A Short Guide to Estabilishing Meaningful Metrics

It’s  been almost fifteen years since I started doing design. I’ve been  through all of it: from the job title being Webmaster and the job being  basically “do everything from design, through development, to managing  our server” all the way down to managing a design team at a company and  mentoring other designers. Especially in the second part of the work,  I’ve noticed that no matter if I worked on the marketing side or the  product side, there are a couple of things that usually come up when  trying to set up a KPI- or OKR-based process, so I’ve been taking  careful notes that are summarized in this post. Enjoy.

How does the success look like?

This  is the first question that you should answer when setting up the goals  and KPIs for your team. Whatever you’re doing — what does success mean?  Can you measure it? Can you figure out a number? Is it tied to another  number somewhere else in the company? What does your job impact at the  business-level? Research up and down the ladder and find out what  actually matters — to the business as a whole, to the teams working with  you, to your team. Think broad and try to approach the success metrics  from all possible angles. Once you figure those things out, it will be  way easier to set meaningful metrics.

What are we actually doing here?

One  of the major problems that usually comes up when setting KPIs is  optimizing for the wrong thing. Once you have a hammer, everything looks  like a nail, so I’ve seen entire teams dedicated to improving a metric  that didn’t really matter and I’ve been guilty of doing that myself.  Yes, you can A/B test and conversion-optimize absolutely everything on  your website, but is this the right thing to be optimized? Not all  numbers are created equal and tracking things just for the sake of  tracking them is a waste of your resources. Find a handful of north star  metrics and focus on them.

Humans over numbers

In the end, it may be your manager paying your salary, but it’s the customers that pay his.

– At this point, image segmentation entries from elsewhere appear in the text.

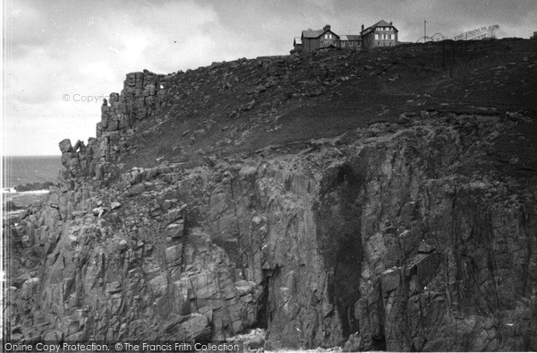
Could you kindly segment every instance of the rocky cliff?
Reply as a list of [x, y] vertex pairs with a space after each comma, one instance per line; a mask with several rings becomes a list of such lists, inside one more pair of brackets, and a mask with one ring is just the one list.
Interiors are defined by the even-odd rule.
[[4, 229], [4, 336], [536, 350], [535, 67], [504, 40], [129, 73]]

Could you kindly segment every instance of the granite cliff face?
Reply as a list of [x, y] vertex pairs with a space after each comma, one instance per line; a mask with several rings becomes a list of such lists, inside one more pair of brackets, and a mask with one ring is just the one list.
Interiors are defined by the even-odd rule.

This  is something I see quite often especially when working with startups  and smaller teams in hypergrowth — losing the forest for the trees. Way  too often optimizing for a certain metric leads to all series of very  questionable decisions like introducing dark patterns, honeypots and  mechanisms that generally lead to empty conversions or — in the worst  case — user burnout. Sure, you probably are able to trick people into  buying your product by utilizing a dark pattern that makes them click,  but are you actually providing value to them? Is a user that signed up  by mistake and never used your product again an area you want to grow?  Is burning out your current users by trying to upsell them to things  they don’t really need worth the risk? Let the customers drive your  choice of metrics and you’ll probably end up in a much better place — in  the end, it may be your manager paying your salary, but it’s the  customer that pays his.

In the end, it’s just numbers

Don’t  lose the big picture. In the end, no matter how important you think  your KPIs are, they’re just arbitrary numbers. You’ll fail to meet them,  you’ll overshoot, you’ll miss the point entirely. Unless you’re working for Revolut,  that’s fine. The whole point is to learn, evolve and grow. Unless your  idea is to grow fast, sell quick, and then it’s not your problem anymore  (in which case I’d recommend doing something that doesn’t sell products  to human beings), get in it for the long game.